6. Architectural principles

It's important to note that there's an unspoken common assumption to all three of these approaches to URI construction: We're going to construct the URI for some named thing by adding some variety of fragment identifier to the namespace name of its expanded name. There is no space here for the possibility that two distinct languages or language variants might use the same expanded name for two evidently distinct things.

This is intimately bound up with another assumption with respect to variation, namely that it's possibly to tell reliably when a change in something counts as a variation, as opposed to a fundamental change of identity.
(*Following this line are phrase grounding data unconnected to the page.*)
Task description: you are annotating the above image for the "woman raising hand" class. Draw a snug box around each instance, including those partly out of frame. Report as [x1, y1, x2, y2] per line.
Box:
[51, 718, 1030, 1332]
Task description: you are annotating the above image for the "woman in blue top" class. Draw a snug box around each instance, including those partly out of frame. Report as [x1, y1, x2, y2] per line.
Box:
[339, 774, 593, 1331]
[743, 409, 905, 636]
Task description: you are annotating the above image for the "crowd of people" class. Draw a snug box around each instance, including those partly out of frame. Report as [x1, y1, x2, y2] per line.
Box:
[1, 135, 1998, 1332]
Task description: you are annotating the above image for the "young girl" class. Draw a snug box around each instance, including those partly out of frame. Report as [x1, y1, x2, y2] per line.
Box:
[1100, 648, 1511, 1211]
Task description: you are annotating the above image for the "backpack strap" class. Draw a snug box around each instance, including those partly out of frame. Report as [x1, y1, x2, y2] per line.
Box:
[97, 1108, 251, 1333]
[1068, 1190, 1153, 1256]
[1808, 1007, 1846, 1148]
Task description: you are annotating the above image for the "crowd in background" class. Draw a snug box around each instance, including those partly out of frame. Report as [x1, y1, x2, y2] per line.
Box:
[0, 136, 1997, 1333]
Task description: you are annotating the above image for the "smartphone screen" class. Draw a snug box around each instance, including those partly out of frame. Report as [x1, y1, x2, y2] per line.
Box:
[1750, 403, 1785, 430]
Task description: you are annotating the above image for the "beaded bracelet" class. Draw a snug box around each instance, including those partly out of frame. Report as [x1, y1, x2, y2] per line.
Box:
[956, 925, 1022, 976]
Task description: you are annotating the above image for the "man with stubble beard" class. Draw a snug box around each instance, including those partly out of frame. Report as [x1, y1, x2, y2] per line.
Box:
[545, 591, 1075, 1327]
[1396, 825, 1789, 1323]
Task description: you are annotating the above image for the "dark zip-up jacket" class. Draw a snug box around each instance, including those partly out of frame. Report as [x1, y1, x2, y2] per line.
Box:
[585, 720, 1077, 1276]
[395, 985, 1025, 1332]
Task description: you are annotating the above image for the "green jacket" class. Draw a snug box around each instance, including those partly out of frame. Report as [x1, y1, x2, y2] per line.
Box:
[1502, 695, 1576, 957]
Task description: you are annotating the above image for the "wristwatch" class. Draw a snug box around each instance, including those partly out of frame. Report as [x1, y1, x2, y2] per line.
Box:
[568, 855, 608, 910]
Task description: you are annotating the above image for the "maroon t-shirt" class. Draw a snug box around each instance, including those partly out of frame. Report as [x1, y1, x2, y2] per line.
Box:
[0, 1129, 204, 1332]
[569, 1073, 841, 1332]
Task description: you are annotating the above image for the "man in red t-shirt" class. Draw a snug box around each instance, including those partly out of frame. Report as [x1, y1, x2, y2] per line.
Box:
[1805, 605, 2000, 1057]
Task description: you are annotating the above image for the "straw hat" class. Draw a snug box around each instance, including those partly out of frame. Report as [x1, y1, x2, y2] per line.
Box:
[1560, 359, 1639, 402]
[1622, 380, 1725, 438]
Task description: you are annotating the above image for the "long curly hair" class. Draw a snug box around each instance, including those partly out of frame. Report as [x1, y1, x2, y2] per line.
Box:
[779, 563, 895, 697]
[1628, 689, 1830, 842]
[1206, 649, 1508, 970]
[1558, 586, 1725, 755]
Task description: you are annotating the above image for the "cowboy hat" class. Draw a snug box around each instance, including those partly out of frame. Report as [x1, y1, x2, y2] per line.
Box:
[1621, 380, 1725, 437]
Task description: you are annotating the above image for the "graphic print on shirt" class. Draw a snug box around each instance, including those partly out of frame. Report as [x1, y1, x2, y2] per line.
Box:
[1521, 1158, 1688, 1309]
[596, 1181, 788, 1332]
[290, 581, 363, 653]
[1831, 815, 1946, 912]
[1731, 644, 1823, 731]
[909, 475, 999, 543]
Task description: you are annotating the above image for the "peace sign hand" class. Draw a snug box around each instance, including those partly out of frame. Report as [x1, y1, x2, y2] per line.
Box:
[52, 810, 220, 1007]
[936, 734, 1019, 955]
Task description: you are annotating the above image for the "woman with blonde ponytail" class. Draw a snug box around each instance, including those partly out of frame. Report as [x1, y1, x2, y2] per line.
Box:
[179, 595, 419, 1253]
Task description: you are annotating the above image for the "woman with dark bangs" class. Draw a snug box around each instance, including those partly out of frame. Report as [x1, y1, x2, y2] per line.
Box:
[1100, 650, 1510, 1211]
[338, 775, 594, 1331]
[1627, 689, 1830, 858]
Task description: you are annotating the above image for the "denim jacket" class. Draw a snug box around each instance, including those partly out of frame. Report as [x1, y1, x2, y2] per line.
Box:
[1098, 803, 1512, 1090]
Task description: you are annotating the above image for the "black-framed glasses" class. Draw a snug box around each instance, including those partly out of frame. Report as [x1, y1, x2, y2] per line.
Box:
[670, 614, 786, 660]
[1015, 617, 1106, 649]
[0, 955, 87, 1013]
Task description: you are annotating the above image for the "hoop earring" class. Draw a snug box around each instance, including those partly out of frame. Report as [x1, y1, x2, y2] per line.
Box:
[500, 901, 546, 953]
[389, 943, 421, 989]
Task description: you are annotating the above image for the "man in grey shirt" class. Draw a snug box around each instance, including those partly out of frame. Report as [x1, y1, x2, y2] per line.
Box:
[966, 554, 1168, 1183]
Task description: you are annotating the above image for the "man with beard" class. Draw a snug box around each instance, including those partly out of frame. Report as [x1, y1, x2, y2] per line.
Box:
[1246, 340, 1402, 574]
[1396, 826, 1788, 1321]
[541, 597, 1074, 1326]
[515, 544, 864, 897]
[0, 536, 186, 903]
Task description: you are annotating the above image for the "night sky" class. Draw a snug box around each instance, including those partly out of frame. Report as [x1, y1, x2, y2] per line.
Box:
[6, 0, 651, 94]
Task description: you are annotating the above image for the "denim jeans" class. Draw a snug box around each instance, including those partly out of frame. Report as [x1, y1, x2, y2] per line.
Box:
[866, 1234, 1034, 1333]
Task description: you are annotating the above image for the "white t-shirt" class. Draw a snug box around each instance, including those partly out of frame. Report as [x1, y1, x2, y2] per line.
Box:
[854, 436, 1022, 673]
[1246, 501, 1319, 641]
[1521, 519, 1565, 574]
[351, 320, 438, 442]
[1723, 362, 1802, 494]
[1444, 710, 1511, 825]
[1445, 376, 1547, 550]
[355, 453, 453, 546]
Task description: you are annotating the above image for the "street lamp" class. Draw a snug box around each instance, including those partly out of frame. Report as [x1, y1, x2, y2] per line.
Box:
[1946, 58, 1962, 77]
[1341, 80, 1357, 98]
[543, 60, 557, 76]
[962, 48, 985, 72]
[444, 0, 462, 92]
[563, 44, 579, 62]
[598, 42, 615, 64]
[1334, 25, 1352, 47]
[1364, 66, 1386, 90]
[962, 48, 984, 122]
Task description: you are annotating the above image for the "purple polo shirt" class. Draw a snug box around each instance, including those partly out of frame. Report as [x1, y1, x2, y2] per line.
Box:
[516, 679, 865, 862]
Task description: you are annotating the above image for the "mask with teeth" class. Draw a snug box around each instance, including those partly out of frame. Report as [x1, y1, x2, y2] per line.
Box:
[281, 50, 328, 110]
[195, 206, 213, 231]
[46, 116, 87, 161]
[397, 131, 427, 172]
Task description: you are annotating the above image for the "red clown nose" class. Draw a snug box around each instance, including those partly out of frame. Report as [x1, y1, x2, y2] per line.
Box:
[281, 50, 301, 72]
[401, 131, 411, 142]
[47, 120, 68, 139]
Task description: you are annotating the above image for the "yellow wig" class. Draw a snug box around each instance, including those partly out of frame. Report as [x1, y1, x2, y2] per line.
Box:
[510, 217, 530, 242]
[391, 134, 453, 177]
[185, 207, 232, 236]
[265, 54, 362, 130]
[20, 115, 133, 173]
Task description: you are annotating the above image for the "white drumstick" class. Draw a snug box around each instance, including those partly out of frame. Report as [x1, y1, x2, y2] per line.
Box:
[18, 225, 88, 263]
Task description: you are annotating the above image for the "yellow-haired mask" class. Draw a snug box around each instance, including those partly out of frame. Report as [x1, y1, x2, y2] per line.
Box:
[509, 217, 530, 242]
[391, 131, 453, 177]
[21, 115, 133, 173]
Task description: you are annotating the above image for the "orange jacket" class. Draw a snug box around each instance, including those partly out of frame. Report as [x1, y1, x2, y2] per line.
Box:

If I change the named definition of a type by nudging its min or max a bit, that pretty clearly just produces a variant of the same type. But if I change the definition assigned to a name from being an integer to being a date, it's equally pretty clear that that's no longer the same type at all. Those are the easy cases, there will be many which are much harder to call.

I expect that both of these assumptions will want to be recast as Good Practice notes going forward (i.e. "Don't use the same expanded name for two different things of the same sort in different languages under your control"; "As a language evolves, use new expanded names for new things, don't recycle old ones").

7. Abstraction and friends

There are at least four things that "ignore variants" might mean:

•		Pick a variant and stay with it. That is, the constructed URI names something in a distinguished variant, for example the first variant.
•		Collect all variants. That is, the constructed URI names the set of things named across all variants in which the name is used.
•		Abstract over all variants. That is, the constructed URI names whatever is common across over all the members of the above set.
•		Accept that the name is contingent. This means accepting that the constructed URI will name different things at different times. It requires imposing an order, typically temporal, across all possible variants and then interpreting the URI to mean the largest member of the above set with respect to that order.

The last of the above alternatives is, of course, similar to the way most URIs already function. The resource identified by http://www.guardian.co.uk/ is time-varying -- if you want a particular edition of the Guardian newspaper, you have to use a much more complex URI.

8. The starting point

What is the starting point for URI construction? Clearly if there is a one-to-one relation between language and namespace name (ignoring variants), then that's the starting point. What other cases are there?

1.		There is no namespace name. [DocBook] and [SpecProd] are widely used languages for document markup which define elements and attributes in no namespace. The obvious choice of starting point in such cases is the URI of the official language definition.
2.		There are multiple namespace names, all specific to the language. Many languages defined using W3C XML Schema are in this category, e.g. [UBL], [JDF], [ESIDEL]. Fortunately, in all but one pathological case ([FAndO]) there is a functional mapping from namespace name to language, so the namespace name is a usable starting point.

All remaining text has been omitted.